What is point cloud data?
Point cloud data is very simply the data collected via LiDAR or Photogrammetry techniques. 3D point clouds are made up of thousands or millions of individual points (hence the name point cloud). Each point containing its X, Y, and Z values along with its orientation (up or down). Some 3D scanners also record colour, which it saves as an RGB value, as well as intensity.
How is point cloud data processed?
Once you have collected your point cloud scan data via LiDAR or photogrammetry, there is still quite a bit of work to do in order to turn it into a finished 3D model that you can send to your clients. This is where point cloud processing comes in.
Using point cloud software such as Undet, you are able to import and work on this data in CAD software such as AutoCAD, Revit, SketchUp or Ares Commander. The software helping you to process your point cloud and turn it into your desired result, be it a 3D model, 2D plans or BIM deliverables.
Essentially point cloud data is processed by the software based on what it is you want. For example, you may have scanned an entire building, but for the particular project you are working on, you only require data on the roof. Point cloud software allows you to take out and work with only the data points you need. Allowing you, in this case, to accurately see, measure and model the current roof – and use that information to create a 3D model for a new roof or detailed 2D plans for renovations or documentation purposes.

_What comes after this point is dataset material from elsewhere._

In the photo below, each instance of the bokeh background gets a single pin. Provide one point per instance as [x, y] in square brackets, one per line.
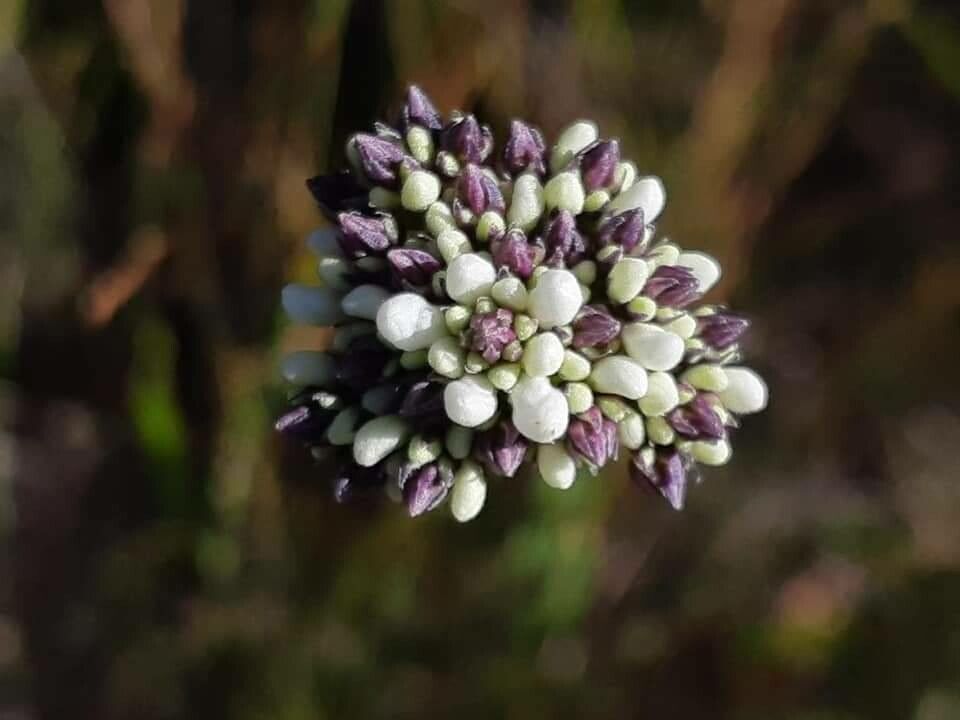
[165, 556]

What is point cloud software?
Point cloud software is software that helps you to import and work with point cloud data. Point cloud software, such as Undet usually comes in the form of plugins and extensions that are used in CAD software such as AutoCAD, Revit, ARES Commander and SketchUp.
How to choose the right point cloud software for you?

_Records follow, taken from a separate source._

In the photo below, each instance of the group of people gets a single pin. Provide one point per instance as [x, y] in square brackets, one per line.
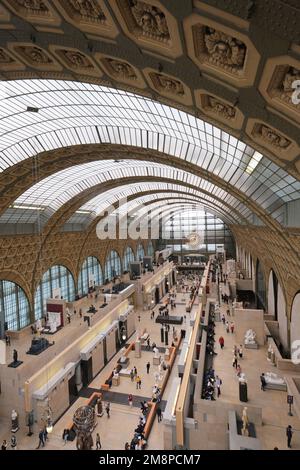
[139, 442]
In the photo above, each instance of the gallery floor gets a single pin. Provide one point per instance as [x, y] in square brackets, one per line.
[119, 428]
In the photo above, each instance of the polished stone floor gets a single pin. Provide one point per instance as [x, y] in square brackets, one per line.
[273, 402]
[114, 432]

Because both free and paid point cloud software is available, it therefore comes down to your specific requirements and how much you can afford to spend. As you might expect, paid software often has much more functionality and is more optimized for working with point cloud data than free alternatives.
What additional features does point cloud software provide?
Point cloud software provides additional features and functionality that is specially tailored to working with points cloud data sets. As a simple example, point cloud software such as Undet, makes importing point cloud data much quicker, meaning you can get to work on your new project more quickly.
In addition, point cloud software generally offers a suite of other tools that make working with point clouds, meshes and 3D models easier and quicker. Some point cloud plugins and extensions also have tools that help you to check the accuracy of work. These quality assurance tools, potentially saving you a lot of time and money on costly reworks.
What can you do with point clouds?
Point clouds allow us to digitize an existing object, and make accurate 3D models or 2D drawings from it. This has applications throughout the entire life cycle or a building, from design, through to construction, renovation and operation.
3 potential applications of point clouds are:
- To carry out assessments and measurements when expanding or upgrading facilities and infrastructure.
- To design and present your ideas and see how they will fit and affect an existing environment.
- To document and archive the existing structure before changing or demolishing it.
Very simply, before we can change, rebuild or renovate something, we must assess and measure the current situation – this is exactly what point clouds allow us to do.
What is the difference between a point cloud and a mesh?
The basic difference between a mesh and a point cloud is that a mesh is a collection of interconnected triangles or polygons that come together to make a solid 3D surface, while a point cloud is a 3D representation made up of thousands or millions of dots (the points).
Meshes are used because they provide an efficient and lightweight way to represent complex 3D shapes. They can also be easily manipulated and textured in point cloud software. On the contrary, point clouds are usually less efficient when it comes to processing and rendering because they require more computational resources to represent a 3D shape accurately. To put this into some perspective, mesh models can reduce the size of point cloud files by as much as 90%. Making meshes much quicker to work with and easier to share with colleagues.
This is why point clouds are often converted into a 3D mesh, which can then be used in CAD software to create 3D models, 2D plans and BIM deliverables.
What is the difference between LiDAR and Photogrammetry?
The difference between Lidar and Photogrammetry is basically the way in which each creates a point cloud and what technology it uses to do so. Whereas laser scanners use LiDAR technology, photogrammetry uses photos taken by high-definition cameras to deliver a similar result. But, to understand these differences in more detail and discover which option is best for you, we must first learn a little each.
What is LiDAR?
LiDAR, which stands for “Light Detection And Ranging”, is a technology that uses lasers to build up a 3D image of an object or area being scanned. It does this by sending out pulses of light and measuring how long it takes for these to return and how strong they are. Each individual measurement coming together with thousands or millions of others to create a 3D point cloud. The use of lasers in this technology is also why you will commonly hear the term laser scanning a lot in this industry.
What is Photogrammetry?
Photogrammetry uses photographs taken by high-resolution RGB cameras to create a 3D image of an area or object. This is possible because the photos are taken deliberately to overlap with one another and from various different vantage points in such a way that a 3D image can be generated from the 2D photographs.
LiDAR or Photogrammetry: Which is best for you?
This is an important question. If you want the most accurate point cloud laser scanning measurements and results possible then opt for LiDAR. However, photogrammetry offers photo-realistic results, and costs less.